Dabei begehen Dozenten selbst Urheberrechtsverletzungen, wie Expertin Wojcieszynski aus Bochum bestätigt: „Die Arbeitsgruppe Urheberrecht wurde gegründet, weil Dozenten immer wieder wegen Urheberrechtsverstößen abgemahnt wurden.“ Wissenschaftler wollten ihre Texte mit Fotos und Landkarten bebildern, dabei vergäßen sie, den Rechteinhaber zu ermitteln – „ein klassischer Fall“, sagt Wojcieszynski.

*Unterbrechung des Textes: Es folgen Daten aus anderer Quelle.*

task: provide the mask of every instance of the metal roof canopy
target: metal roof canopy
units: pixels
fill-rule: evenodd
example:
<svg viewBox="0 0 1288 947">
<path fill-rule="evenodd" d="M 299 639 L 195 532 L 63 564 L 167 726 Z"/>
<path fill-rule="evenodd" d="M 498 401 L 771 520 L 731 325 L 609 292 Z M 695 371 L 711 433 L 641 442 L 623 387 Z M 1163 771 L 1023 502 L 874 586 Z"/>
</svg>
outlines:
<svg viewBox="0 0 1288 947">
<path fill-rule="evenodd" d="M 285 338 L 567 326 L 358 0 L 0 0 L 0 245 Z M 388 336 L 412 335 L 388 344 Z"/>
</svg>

Tatsächlich wird das Urheberrecht an Universitäten schon seit Jahren heftig diskutiert. Forscher wünschen sich mehr Schutz für ihre Werke, während Lehrende eine einheitliche Regelung wollen, um nicht jedes Zitat einzeln entschädigen zu müssen. Zum Jahreswechsel hat deshalb der Bundestag den sogenannten Wissenschaftsparagrafen im Urheberrecht bis Ende 2014 verlängert. Er erlaubt Universitäten und Schulen kleine Teile eines Werkes oder einzelne Beiträge aus Zeitschriften digital für den Unterricht oder die wissenschaftliche Forschung zu nutzen – „solange sie nur einem begrenzten Personenkreis zugänglich sind“, sagt Wojcieszynski. Das Problem ist nur: Bislang weiß keiner an den Hochschulen, wie groß kleine Teile sein dürfen. Nur für Schulen gibt es eine klare Ansage: Zwanzig Seiten eines Werkes dürfen Lehrer mit ihren Schülern teilen.

Gut, dass Schüler und Studenten immerhin wissen: „Zitate aus der Vorlesung oder dem Unterricht twittern ist rechtlich unbedenklich“, sagt Rechtsanwalt Handschumacher. Ob Lehrer und Professoren es gerne sehen, ist eine andere Sache.